I had an innovative idea to use config management at build time in addition to at deploy time. Just like Ansible (or Chef or Puppet or Salt) would be used to manage the configuration of a server, it could be used to manage configs in a way that they could be packaged. For example, we had a config file that had different values on different servers. We did a proof of concept where we use config management to create the config file during a Jenkins job and then the file was packaged in an rpm.

The benefit to this is you utilize a tool meant for config management to do its job and you retain flexibility in when to use it. When it's faster to package all your configs upfront you build n number of rpm packages. When it's faster to deploy config when the application is deployed you still use the same tool. You reduce duplication in where you store configs and you gain leverage to decide at which stage of the life cycle these configs become actionable.

Many of our config files were identical in every respect except for a few parts. We built a CI pipeline such that we could quickly test a handful of configs and declare the whole batch to be ready for deployment. Of course, we tested all of them periodically but we didn't have to test them all the time anymore.

We also instituted a principle: each Jenkins job that produces an artifact copies it to a consumable repository (repo). For example, rpm, deb, etc. were copied to rpm repos, deb repos, etc. Similarly, whenever a Jenkins job needed a package it could decide which repo it wanted to use. This simplified how the team thought about chaining a bunch of builds since we dealt with consumable artifacts as our level of abstraction. One Jenkins job did not have to care about other jobs because all it needed to consume was an artifact from a repo and anything it produced was shipped off to a repo as well.

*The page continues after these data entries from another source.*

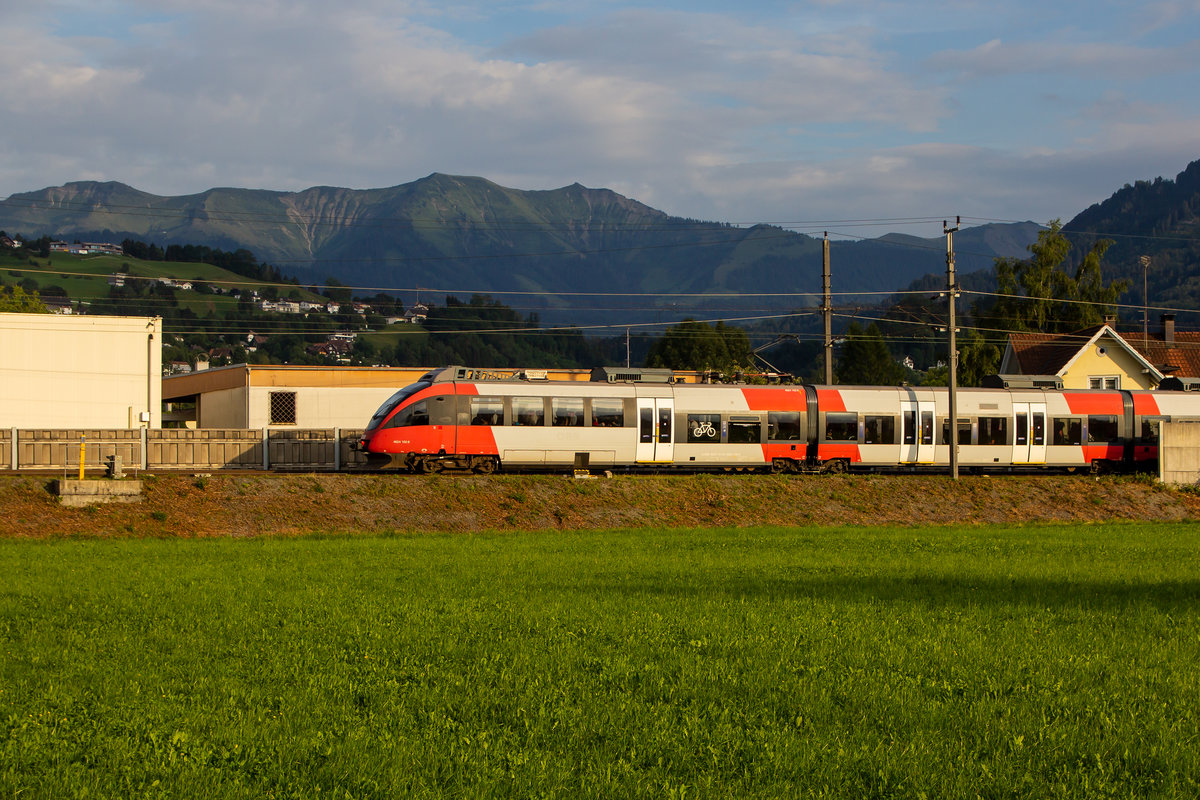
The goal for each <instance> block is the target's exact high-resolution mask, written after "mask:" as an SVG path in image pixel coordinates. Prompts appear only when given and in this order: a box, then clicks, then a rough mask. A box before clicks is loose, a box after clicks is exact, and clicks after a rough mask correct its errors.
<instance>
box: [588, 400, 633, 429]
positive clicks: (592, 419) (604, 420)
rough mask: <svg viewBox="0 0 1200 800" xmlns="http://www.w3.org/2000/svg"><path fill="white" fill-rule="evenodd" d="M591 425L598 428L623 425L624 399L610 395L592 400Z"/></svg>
mask: <svg viewBox="0 0 1200 800" xmlns="http://www.w3.org/2000/svg"><path fill="white" fill-rule="evenodd" d="M592 425H593V426H594V427H598V428H623V427H625V403H624V401H622V399H619V398H610V397H602V398H596V399H594V401H592Z"/></svg>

We sped up our Docker image builds by reducing the number of layers each build had to create. This made our Dockerfiles pretty hard to read for a newcomer but the speed we gained was tremendous. Remember the project where one set of changes took more than two hours for a developer to test on their own? We reduced it to less than 20 minutes. And we have plans to reduce it even further.

Docker is amazing at building test environments. Use it to test your code and various configs. Create lean images that are built fast, can be pushed to hub quickly, and are pulled in a jiffy. The more speed you can provide in this cycle the happier your team and CI will be.

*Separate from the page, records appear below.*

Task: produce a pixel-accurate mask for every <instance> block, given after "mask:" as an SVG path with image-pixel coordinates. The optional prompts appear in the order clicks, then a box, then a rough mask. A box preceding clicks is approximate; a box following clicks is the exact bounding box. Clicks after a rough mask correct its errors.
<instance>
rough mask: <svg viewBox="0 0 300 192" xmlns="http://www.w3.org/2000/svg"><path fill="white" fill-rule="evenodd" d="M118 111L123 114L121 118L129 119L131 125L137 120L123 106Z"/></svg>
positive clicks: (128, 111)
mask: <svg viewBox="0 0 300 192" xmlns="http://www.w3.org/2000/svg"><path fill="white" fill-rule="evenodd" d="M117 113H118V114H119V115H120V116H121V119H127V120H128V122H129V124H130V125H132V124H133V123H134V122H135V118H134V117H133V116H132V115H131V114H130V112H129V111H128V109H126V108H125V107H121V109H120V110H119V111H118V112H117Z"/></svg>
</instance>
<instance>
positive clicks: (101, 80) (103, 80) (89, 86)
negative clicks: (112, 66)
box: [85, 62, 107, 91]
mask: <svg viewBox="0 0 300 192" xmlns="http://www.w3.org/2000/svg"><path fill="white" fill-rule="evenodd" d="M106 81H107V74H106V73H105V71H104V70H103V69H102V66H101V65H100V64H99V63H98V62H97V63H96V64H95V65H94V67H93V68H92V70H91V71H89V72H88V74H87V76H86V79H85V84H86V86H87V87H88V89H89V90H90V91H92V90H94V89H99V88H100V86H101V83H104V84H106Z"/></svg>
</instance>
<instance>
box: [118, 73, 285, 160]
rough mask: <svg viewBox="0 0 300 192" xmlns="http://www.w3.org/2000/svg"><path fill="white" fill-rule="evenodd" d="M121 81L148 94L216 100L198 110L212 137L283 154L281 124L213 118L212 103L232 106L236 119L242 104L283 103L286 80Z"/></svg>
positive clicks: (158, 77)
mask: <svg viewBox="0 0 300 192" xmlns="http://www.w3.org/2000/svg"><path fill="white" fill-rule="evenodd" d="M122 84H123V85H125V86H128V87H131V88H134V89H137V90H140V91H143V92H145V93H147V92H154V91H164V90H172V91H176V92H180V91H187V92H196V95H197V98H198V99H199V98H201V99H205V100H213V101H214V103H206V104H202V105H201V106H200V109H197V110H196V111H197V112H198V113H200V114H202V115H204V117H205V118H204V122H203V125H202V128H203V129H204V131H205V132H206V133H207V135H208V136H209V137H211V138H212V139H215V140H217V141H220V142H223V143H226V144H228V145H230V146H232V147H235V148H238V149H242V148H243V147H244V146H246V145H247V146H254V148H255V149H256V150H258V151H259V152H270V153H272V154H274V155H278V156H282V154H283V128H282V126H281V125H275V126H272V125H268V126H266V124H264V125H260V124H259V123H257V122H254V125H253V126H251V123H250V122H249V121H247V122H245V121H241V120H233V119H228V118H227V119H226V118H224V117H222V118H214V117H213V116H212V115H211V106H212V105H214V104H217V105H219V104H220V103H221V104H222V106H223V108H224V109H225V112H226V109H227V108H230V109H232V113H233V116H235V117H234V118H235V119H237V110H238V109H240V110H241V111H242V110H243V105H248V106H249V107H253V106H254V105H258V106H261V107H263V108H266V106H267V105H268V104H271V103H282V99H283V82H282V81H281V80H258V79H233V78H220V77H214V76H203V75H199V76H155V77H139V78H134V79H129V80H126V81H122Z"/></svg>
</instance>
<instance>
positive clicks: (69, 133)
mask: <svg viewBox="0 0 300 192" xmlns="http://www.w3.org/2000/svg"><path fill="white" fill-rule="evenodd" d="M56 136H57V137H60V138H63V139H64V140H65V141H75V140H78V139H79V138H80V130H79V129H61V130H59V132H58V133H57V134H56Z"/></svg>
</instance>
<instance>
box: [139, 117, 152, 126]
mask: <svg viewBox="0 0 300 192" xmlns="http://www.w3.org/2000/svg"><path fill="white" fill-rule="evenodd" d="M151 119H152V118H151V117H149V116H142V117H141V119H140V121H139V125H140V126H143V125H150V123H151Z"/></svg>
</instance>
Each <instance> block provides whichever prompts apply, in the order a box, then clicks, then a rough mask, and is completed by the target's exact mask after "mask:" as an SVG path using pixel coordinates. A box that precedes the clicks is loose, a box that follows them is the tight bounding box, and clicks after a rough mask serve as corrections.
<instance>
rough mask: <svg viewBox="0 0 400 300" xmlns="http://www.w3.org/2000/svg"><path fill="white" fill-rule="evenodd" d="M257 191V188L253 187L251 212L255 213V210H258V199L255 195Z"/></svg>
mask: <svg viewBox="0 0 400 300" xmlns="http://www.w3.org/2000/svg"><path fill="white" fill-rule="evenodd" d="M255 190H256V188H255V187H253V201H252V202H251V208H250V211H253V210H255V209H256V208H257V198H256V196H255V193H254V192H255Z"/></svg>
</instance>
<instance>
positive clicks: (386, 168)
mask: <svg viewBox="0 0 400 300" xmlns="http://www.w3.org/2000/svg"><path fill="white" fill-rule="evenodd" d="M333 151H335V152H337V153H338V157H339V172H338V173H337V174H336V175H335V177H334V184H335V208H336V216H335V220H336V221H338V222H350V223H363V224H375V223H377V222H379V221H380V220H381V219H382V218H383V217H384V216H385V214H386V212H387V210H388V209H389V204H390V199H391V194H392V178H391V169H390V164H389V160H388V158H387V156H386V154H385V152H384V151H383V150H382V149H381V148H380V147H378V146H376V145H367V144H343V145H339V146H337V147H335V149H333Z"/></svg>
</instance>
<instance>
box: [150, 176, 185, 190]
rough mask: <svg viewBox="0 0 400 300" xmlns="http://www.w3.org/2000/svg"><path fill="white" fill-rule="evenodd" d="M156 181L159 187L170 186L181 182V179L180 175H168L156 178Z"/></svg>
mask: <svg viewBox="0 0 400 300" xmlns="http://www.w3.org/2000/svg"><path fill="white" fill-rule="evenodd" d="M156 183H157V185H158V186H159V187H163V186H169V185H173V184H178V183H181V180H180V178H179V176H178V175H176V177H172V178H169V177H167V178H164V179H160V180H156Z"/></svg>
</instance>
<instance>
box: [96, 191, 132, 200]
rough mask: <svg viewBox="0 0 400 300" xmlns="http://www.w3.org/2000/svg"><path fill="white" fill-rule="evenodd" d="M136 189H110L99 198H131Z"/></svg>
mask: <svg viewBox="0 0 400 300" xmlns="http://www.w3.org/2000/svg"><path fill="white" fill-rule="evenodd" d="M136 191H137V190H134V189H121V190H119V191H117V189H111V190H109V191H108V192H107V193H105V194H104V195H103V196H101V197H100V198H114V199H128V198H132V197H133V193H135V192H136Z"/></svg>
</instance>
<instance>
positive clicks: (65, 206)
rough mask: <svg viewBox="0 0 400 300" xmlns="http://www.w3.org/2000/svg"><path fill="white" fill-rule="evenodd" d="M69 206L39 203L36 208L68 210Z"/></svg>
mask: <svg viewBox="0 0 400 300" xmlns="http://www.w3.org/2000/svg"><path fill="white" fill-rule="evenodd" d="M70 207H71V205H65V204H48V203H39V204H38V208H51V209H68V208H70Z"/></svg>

Your Dockerfiles should be simple. Base on another image, install artifacts (code & config) from a repo, expose some ports, add a cmd or entrypoint and you're done. If they get more complicated maybe it's better to create more OS packages than to stuff them in the Dockerfile. Those packages are then reusable artifacts for other environments.

You should really mirror dependencies on your own servers. This helps in avoiding issues where a dependency disappears from the internet. It also helps you track exactly what your dependencies are. Locking down dependency versions is a further step is avoiding surprises. You are more sure that what you built and tested should work the same way anywhere as long as the dependencies remain exactly the same.

Always create source packages, like source rpm and deb. These may contain some meta information, like git commits, dependencies and their versions, and any other pertinent information. Source packages are a godsend when it comes to rebuilding the same artifact that you built two years ago. Source packages do not necessarily have to be deterministically built but they can help in deterministically build code and config packages.

When it comes to systemd I'm happy it exists because it has reduced our piles of init scripts to a clump of service files. We can trust it to provide a base set of common functionality and we don't need to write code to manage services anymore; we write config files. For a small team it's a great boost in productivity.

Finally, communication is key. Share your plans and progress with your team at every step of the way. The more your team feels involved in making changes the better they will respond to changing things. Ask for opinions and war stories from other jobs. Listen and be open to concede your idea for a better one. A team is more than the sum of its parts only when it executes the same set of plans.